Jean-Marc Ayrault en appelle aussi au Président Macron sur la nécessité d’une « pédagogie de la diversité » dans toutes les institutions.

« Comment comprendre que dans les locaux de l’Assemblée nationale, une salle porte encore le nom de Colbert ? », se demande l’Ancien Premier ministre qui a été également Président du groupe socialiste, à l’Assemblée nationale.

« Le moment est venu… », estime Ayrault

« (…) Le moment est venu de trouver un autre nom pour ces lieux », indique-t-il.
« J’en appelle (…) au président de la République et au gouvernement, car cette pédagogie de la diversité concerne toutes les institutions. La France est depuis des siècles un pays d’ouverture et de fraternité. N’ayons pas peur de l’affirmer, de l’incarner, de le célébrer », écrit Jean-Marc Ayrault.

« Les foules qui se mobilisent depuis le meurtre de George Floyd ne demandent pas seulement la fin du racisme, des violences et des discriminations à l’encontre des personnes noires ou issues d’autres minorités.

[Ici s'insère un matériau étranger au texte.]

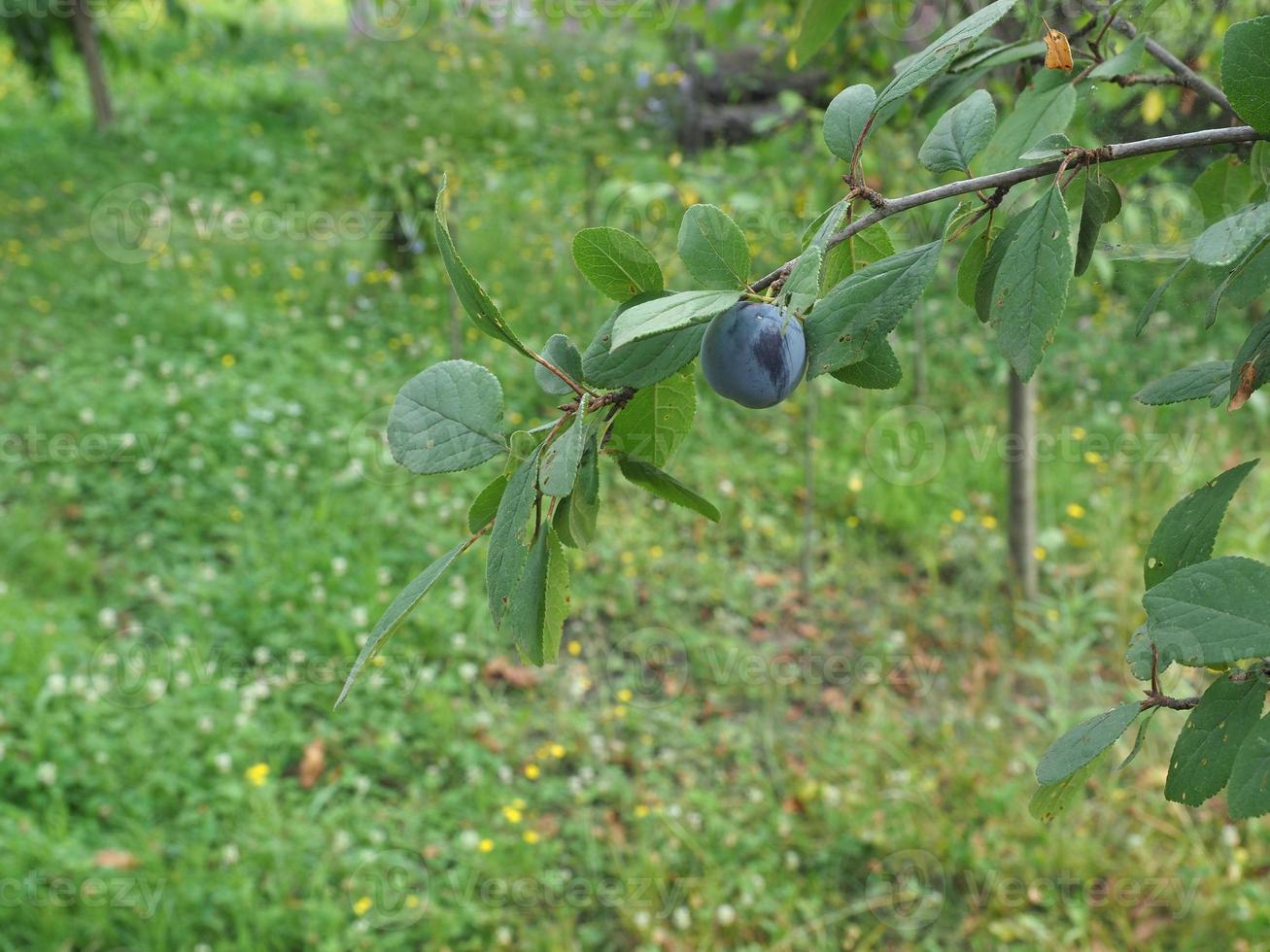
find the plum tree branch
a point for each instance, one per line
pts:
(1189, 78)
(1076, 157)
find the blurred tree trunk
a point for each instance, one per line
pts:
(1021, 456)
(86, 38)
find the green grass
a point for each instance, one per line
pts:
(782, 763)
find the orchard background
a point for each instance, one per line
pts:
(813, 725)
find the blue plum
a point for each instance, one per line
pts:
(755, 355)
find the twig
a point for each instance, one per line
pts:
(1013, 177)
(1185, 73)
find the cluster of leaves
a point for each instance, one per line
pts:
(632, 395)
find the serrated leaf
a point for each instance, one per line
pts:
(1246, 71)
(972, 264)
(1053, 799)
(507, 550)
(657, 419)
(803, 287)
(1194, 382)
(616, 264)
(859, 252)
(485, 505)
(712, 248)
(880, 369)
(1047, 149)
(397, 612)
(541, 602)
(1231, 239)
(667, 314)
(472, 297)
(865, 307)
(1101, 205)
(846, 117)
(1187, 532)
(1029, 292)
(1046, 107)
(644, 363)
(936, 57)
(818, 20)
(1123, 62)
(666, 487)
(1149, 310)
(561, 459)
(960, 135)
(561, 352)
(1250, 777)
(1211, 613)
(1207, 745)
(1083, 743)
(447, 418)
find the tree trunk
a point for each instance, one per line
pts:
(1021, 459)
(86, 38)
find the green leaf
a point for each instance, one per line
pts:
(1101, 205)
(936, 57)
(396, 613)
(1046, 107)
(541, 602)
(616, 264)
(1047, 149)
(960, 135)
(662, 484)
(1083, 743)
(563, 458)
(1187, 532)
(1153, 301)
(1194, 382)
(1053, 799)
(1123, 62)
(470, 293)
(657, 419)
(485, 505)
(880, 369)
(847, 256)
(1207, 746)
(562, 353)
(846, 117)
(1137, 741)
(818, 20)
(644, 363)
(1246, 71)
(1212, 613)
(803, 287)
(507, 550)
(667, 314)
(972, 264)
(1223, 188)
(1250, 777)
(991, 267)
(712, 248)
(1227, 241)
(865, 307)
(1030, 289)
(447, 418)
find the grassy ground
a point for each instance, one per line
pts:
(199, 525)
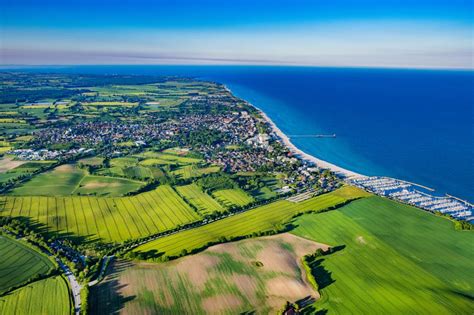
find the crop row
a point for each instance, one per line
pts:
(108, 219)
(266, 218)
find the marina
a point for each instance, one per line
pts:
(415, 195)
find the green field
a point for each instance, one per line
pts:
(48, 296)
(202, 201)
(138, 172)
(264, 218)
(20, 263)
(232, 197)
(191, 171)
(106, 186)
(24, 168)
(60, 181)
(397, 259)
(124, 162)
(106, 218)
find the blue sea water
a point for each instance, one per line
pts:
(416, 125)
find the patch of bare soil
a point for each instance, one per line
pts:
(8, 163)
(94, 185)
(221, 303)
(65, 168)
(185, 283)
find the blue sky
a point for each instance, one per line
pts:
(385, 33)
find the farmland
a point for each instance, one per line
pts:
(269, 217)
(61, 181)
(396, 259)
(102, 218)
(47, 296)
(232, 197)
(20, 263)
(191, 171)
(202, 201)
(106, 186)
(257, 275)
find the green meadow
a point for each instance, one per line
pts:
(110, 219)
(106, 186)
(270, 217)
(204, 203)
(60, 181)
(20, 263)
(394, 259)
(232, 197)
(47, 296)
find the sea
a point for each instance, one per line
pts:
(415, 125)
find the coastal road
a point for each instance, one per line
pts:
(75, 286)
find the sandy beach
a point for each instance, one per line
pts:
(297, 152)
(320, 163)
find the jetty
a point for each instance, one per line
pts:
(313, 136)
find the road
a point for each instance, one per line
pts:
(105, 261)
(75, 286)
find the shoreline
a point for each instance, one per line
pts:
(342, 172)
(303, 155)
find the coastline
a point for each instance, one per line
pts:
(342, 172)
(305, 156)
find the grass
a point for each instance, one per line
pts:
(106, 186)
(397, 259)
(265, 218)
(20, 263)
(60, 181)
(232, 197)
(138, 172)
(202, 201)
(92, 161)
(237, 278)
(102, 218)
(48, 296)
(192, 171)
(124, 162)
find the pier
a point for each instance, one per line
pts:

Elles demandent aussi que leurs raisons profondes soient éradiquées », plaide Jean-Marc Ayrault.

Le Président de la Fondation pour la Mémoire de l’esclavage assure que « les discriminations ne sont jamais seulement le fait de personnes isolées ». « Elles sont le produit de préjugés qui n’ont pas été combattus, de pratiques qui n’ont pas été corrigées, de questions auxquelles aucune réponse n’a été donnée ».

« Elles sont le fruit de l’histoire. Ne pas le voir, c’est s’aveugler sur les causes du mouvement actuel », prévient l’ancien l’ancien maire de Nantes dont la ville a été dans le passé un haut lieu de la Traite négrière.

Elle est à l’origine de la déportation, de la fin du XVIIᵉ au début du XIXᵉ siècle, de plus de 500.000 esclaves noirs d’Afrique vers les possessions françaises en Amérique, principalement aux Antilles.